My question is how many children and young people committed suicide during the lockdown and how does that compare to typical suicide rates? How is the (implied) causal link between lockdown and suicide established?


----------



## Murrmurr (Jul 17, 2021)

Warrigal said:


> CCP virus? Sounds rather slanted to me.
> 
> My question is how many children and young people committed suicide during the lockdown and how does that compare to typical suicide rates? How is the (implied) causal link between lockdown and suicide established?





Buckeye said:


> Can't read the article without creating an account.  No thanks.  I was able to read the pdf, and there was no reference to childhood suicide


There are several articles online. Just search "child suicide during pandemic".


----------



## JonDouglas (Jul 17, 2021)

Murrmurr said:


> There are several articles online. Just search "child suicide during pandemic".

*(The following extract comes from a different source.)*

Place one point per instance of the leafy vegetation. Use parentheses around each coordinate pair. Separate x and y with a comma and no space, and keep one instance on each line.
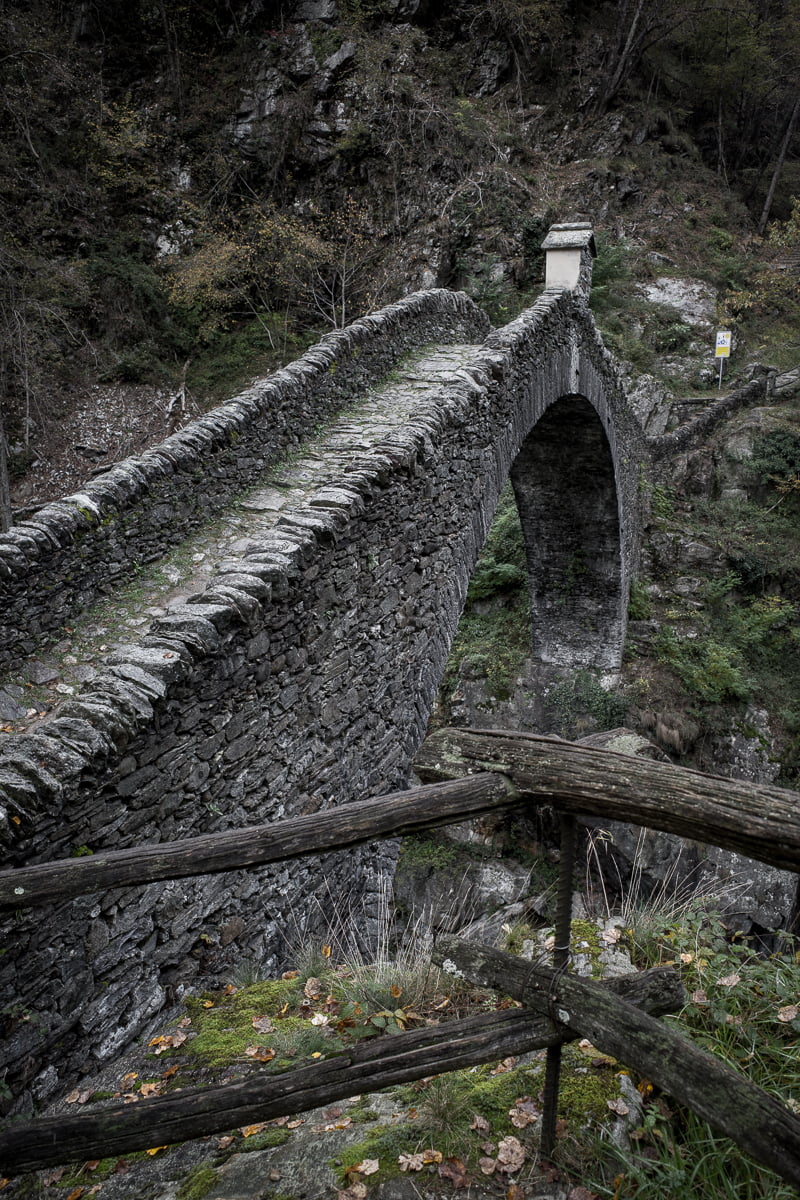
(743,1007)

It would appear they're just not interested in hearing about this (doesn't fit the narrative?) and use the fact that multiple studies were involved in the article as an excuse.


----------



## Pepper (Jul 17, 2021)

The Epoch Times 
The name says it all


----------



## JonDouglas (Jul 17, 2021)

Pepper said:


> The Epoch Times
> The name says it all


When  you can't or won't address the story and attack the source instead - that's what says all.


----------



## Pink Biz (Jul 17, 2021)

*The Epoch Times is a far-right international multi-language newspaper and media company affiliated with the Falun Gong new religious movement.The newspaper, based in New York City, is part of the Epoch Media Group, which also operates New Tang Dynasty (NTD) Television. The Epoch Times has websites in 35 countries but is blocked in mainland China.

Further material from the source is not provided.